M&A could help the MedTech industry boost value creation, but only if companies can adapt their dealmaking approaches to changing macroeconomic conditions, says a McKinsey report.

A decade of growth acceleration has paradoxically left MedTech companies in a difficult position. The industry has grown by 50 percent since 2012, making it harder for companies–particularly larger ones–to organically improve their performance. This presents a challenge for companies eager to create value in an industry that has not outperformed the public market since 2019.

M&A–mergers, acquisitions, and divestitures–can reliably and rapidly improve a company’s performance outlook.
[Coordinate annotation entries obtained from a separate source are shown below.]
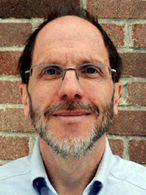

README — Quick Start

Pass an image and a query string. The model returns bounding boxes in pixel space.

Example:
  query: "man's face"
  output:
[20,16,120,157]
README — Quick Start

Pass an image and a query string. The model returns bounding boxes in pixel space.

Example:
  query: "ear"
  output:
[19,84,30,116]
[113,83,122,115]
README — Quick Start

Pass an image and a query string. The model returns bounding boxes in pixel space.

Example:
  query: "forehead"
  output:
[32,16,107,65]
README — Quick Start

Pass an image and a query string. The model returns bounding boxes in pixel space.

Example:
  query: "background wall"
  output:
[0,0,146,165]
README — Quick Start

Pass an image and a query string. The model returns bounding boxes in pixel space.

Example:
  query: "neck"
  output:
[39,135,105,195]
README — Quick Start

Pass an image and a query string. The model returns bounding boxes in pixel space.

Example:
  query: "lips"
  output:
[52,111,91,117]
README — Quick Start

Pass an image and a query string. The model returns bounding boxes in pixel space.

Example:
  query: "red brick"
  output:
[132,24,146,47]
[0,137,29,160]
[127,83,146,106]
[0,0,80,18]
[129,139,146,164]
[108,111,146,135]
[0,108,34,132]
[0,51,21,75]
[0,81,21,104]
[102,24,124,47]
[87,0,146,18]
[0,23,32,46]
[109,139,124,158]
[120,53,146,77]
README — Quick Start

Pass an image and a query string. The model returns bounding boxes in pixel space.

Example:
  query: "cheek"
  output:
[85,85,113,105]
[29,82,57,110]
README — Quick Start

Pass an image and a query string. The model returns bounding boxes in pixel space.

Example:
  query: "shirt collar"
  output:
[31,138,57,194]
[84,138,113,194]
[31,138,113,194]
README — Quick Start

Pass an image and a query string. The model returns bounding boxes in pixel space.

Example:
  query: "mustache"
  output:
[44,100,99,116]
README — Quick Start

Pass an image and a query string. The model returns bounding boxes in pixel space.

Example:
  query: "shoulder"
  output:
[110,156,146,193]
[0,156,30,182]
[0,156,34,195]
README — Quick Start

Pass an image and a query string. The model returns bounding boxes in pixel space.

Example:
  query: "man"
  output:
[0,6,146,195]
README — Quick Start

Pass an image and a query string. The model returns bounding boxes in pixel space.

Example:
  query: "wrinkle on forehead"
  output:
[32,16,108,65]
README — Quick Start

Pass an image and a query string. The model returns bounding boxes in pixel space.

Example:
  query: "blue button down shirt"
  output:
[0,139,146,195]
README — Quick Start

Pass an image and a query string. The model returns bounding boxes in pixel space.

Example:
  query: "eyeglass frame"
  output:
[24,63,117,80]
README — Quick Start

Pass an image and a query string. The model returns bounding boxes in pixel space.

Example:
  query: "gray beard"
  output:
[28,89,114,159]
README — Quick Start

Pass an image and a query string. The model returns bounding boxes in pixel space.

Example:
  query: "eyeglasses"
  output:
[25,63,116,81]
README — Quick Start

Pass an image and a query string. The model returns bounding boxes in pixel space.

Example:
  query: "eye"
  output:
[79,65,101,75]
[43,66,62,75]
[40,66,63,79]
[86,67,97,74]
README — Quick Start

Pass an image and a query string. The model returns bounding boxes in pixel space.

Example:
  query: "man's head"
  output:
[20,4,121,157]
[18,5,122,83]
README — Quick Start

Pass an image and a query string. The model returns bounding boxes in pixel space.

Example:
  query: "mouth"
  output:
[52,111,92,122]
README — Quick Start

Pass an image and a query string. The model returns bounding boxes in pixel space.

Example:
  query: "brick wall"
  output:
[0,0,146,165]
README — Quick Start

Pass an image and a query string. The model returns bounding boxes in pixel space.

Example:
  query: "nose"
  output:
[59,69,84,101]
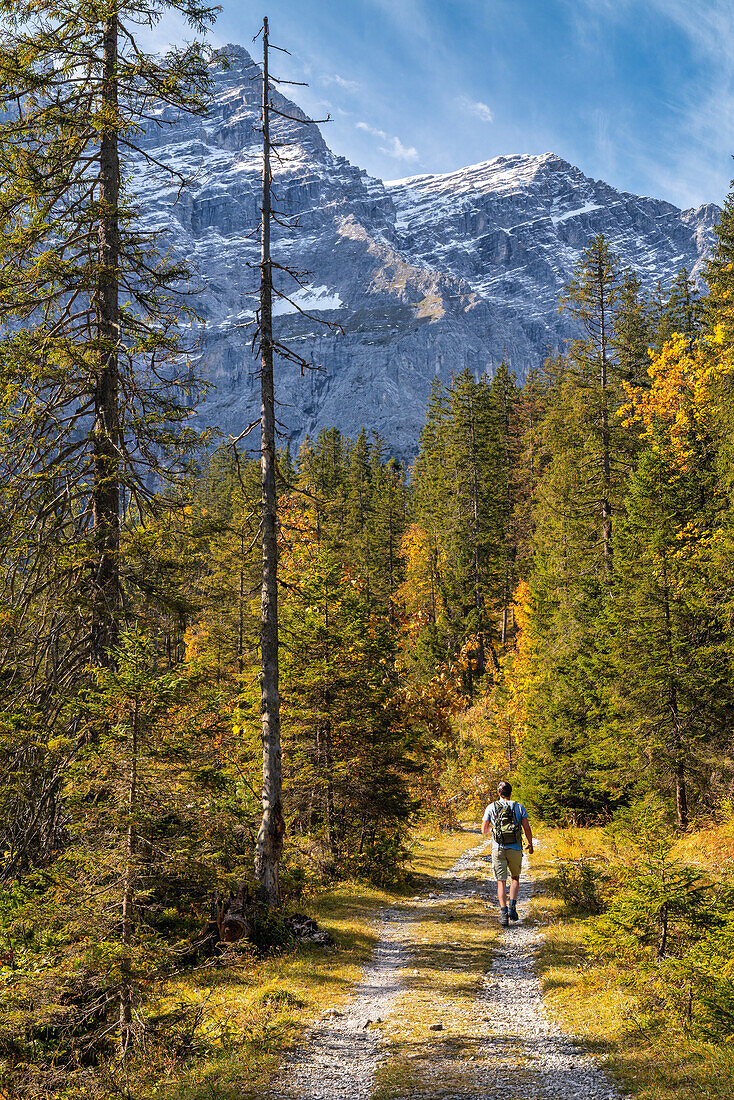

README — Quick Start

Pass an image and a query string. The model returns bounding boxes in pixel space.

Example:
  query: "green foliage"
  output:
[587,803,734,1041]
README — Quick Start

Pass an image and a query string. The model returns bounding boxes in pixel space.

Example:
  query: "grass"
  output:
[534,829,734,1100]
[104,833,479,1100]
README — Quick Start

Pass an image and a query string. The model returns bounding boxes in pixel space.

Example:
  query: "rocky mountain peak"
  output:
[135,45,719,455]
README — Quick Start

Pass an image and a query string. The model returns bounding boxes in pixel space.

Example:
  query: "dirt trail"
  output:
[269,844,621,1100]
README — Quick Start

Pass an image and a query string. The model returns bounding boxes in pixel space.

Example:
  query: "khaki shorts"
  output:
[492,844,523,882]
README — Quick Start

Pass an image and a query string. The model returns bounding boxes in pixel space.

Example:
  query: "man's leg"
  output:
[507,851,523,921]
[492,851,510,928]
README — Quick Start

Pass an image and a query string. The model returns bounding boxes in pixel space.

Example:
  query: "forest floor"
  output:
[269,832,621,1100]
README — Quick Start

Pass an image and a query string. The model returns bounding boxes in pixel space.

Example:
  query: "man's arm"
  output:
[522,817,533,856]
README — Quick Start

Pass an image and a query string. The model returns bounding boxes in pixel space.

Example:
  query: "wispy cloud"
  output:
[321,73,360,91]
[357,122,418,161]
[457,96,494,122]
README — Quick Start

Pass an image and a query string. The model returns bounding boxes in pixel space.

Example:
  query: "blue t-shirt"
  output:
[483,799,527,851]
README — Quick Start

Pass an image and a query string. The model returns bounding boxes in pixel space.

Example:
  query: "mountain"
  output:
[135,46,719,455]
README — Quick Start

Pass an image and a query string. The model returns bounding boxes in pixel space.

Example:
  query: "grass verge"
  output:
[534,829,734,1100]
[106,832,479,1100]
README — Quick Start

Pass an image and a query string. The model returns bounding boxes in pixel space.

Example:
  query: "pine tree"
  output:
[0,0,213,880]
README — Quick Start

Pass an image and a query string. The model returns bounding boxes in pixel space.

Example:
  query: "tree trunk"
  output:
[469,398,486,679]
[255,19,285,905]
[120,704,138,1055]
[599,256,612,580]
[662,564,689,828]
[91,15,120,664]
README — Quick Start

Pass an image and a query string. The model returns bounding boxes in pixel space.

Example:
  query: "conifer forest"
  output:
[0,0,734,1100]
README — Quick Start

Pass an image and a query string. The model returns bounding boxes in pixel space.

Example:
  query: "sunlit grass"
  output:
[533,829,734,1100]
[107,833,480,1100]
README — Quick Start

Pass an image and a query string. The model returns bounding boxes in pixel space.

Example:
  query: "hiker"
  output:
[482,779,533,928]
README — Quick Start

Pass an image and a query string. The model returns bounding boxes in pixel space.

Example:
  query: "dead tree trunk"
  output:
[120,704,139,1055]
[91,14,120,664]
[255,19,285,905]
[598,249,612,581]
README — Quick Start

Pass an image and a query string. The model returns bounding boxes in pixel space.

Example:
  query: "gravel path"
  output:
[480,849,622,1100]
[269,910,410,1100]
[269,844,621,1100]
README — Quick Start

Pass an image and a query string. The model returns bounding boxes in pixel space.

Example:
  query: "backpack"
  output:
[492,802,519,848]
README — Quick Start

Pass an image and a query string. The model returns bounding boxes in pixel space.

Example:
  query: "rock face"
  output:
[135,46,719,457]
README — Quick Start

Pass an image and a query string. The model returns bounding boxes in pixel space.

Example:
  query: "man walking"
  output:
[482,780,533,928]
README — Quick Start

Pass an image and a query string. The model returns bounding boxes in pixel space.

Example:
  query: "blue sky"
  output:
[149,0,734,207]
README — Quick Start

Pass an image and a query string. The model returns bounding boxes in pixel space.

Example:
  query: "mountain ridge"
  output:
[136,46,717,457]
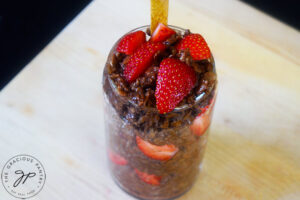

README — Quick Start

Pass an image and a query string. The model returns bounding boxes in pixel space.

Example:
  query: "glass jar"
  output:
[103,26,217,199]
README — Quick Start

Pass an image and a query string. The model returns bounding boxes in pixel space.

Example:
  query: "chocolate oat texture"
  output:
[103,24,217,199]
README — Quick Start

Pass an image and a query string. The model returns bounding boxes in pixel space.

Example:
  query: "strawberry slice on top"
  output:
[134,168,162,186]
[151,23,176,42]
[136,136,178,161]
[155,58,196,114]
[177,33,211,60]
[123,41,166,83]
[117,31,146,55]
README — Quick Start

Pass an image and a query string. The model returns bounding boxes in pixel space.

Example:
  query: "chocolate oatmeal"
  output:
[103,26,217,199]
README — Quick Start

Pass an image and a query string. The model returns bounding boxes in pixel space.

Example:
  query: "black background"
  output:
[0,0,300,89]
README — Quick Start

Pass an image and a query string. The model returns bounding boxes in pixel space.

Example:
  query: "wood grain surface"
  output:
[0,0,300,200]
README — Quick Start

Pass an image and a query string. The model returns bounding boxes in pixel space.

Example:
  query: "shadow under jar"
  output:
[103,26,217,200]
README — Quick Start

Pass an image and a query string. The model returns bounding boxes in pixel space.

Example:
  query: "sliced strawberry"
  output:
[117,31,146,55]
[155,58,196,114]
[151,23,176,42]
[136,136,178,161]
[177,34,211,60]
[124,41,166,82]
[134,168,161,185]
[108,150,128,165]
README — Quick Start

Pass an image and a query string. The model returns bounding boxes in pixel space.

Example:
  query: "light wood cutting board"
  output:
[0,0,300,200]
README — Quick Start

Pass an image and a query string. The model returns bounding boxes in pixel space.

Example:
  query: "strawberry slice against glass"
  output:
[155,58,196,114]
[136,136,178,161]
[123,41,166,83]
[177,33,211,60]
[134,168,161,185]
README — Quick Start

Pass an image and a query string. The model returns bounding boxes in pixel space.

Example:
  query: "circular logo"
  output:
[1,155,46,199]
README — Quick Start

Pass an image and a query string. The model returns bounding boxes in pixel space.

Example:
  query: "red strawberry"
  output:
[108,150,128,165]
[136,136,178,161]
[155,58,196,114]
[134,168,161,185]
[151,23,176,42]
[177,34,211,60]
[124,41,166,82]
[117,31,146,55]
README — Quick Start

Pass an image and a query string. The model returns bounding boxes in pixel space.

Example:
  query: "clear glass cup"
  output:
[103,26,217,199]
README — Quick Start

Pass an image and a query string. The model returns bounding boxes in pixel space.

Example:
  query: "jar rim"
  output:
[104,25,216,113]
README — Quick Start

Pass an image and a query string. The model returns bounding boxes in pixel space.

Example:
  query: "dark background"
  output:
[0,0,300,90]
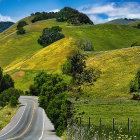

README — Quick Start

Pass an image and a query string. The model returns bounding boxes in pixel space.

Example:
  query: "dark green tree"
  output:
[17,21,28,30]
[0,67,14,93]
[62,51,100,85]
[10,96,18,107]
[17,27,26,35]
[137,23,140,29]
[130,69,140,92]
[0,88,23,107]
[38,26,65,47]
[51,26,62,32]
[1,74,14,92]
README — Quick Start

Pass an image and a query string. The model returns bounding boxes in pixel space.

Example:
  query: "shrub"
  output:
[130,69,140,92]
[1,74,14,91]
[10,96,18,107]
[0,67,14,93]
[29,85,40,96]
[46,92,67,136]
[0,88,23,107]
[17,27,26,35]
[30,72,67,136]
[17,21,28,30]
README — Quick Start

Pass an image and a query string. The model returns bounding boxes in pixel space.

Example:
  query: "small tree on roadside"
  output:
[17,21,28,30]
[137,23,140,29]
[10,96,18,107]
[130,69,140,92]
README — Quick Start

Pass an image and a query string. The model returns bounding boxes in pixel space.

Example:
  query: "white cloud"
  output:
[0,14,12,21]
[79,2,140,23]
[50,9,60,12]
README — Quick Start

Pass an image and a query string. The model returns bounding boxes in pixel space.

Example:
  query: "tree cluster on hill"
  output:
[0,68,22,107]
[80,40,94,51]
[31,12,57,23]
[38,26,65,47]
[17,21,28,35]
[30,72,68,136]
[31,7,93,25]
[0,21,14,33]
[56,7,93,25]
[62,51,100,85]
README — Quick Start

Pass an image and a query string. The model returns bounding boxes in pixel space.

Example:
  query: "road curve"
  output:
[0,96,60,140]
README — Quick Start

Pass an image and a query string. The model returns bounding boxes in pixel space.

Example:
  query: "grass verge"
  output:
[0,105,19,130]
M&A can help organizations serve more patients in more ways, enabling them to access new patient pools, scale for better commercial operations, divest distracting and underfunded businesses, and add new capabilities in digital or R&D.

But reconfiguring a corporate portfolio is a daunting task. Companies eyeing M&A will have to negotiate overarching macroeconomic uncertainties and tightening capital markets. Notably, earnings growth–rather than simply top-line growth–is increasingly important to company valuations. This shrinks the pool of attractive potential targets to companies that have the right combination of growth and profitability.

In this context, MedTech companies can adjust their approach to M&A. They can reconsider the value of large deals, adjust their priorities in programmatic M&A, increase investments in early-stage companies, and proactively pursue divestitures. MedTech companies that do these things well could fast-track value creation.

A promising environment for M&A
Despite macroeconomic volatility, market conditions for MedTech M&A are positive. First, prospective acquisitions are getting cheaper after years of ballooning valuations. Valuations for the highest-growth targets have retreated to their lowest point since 2018.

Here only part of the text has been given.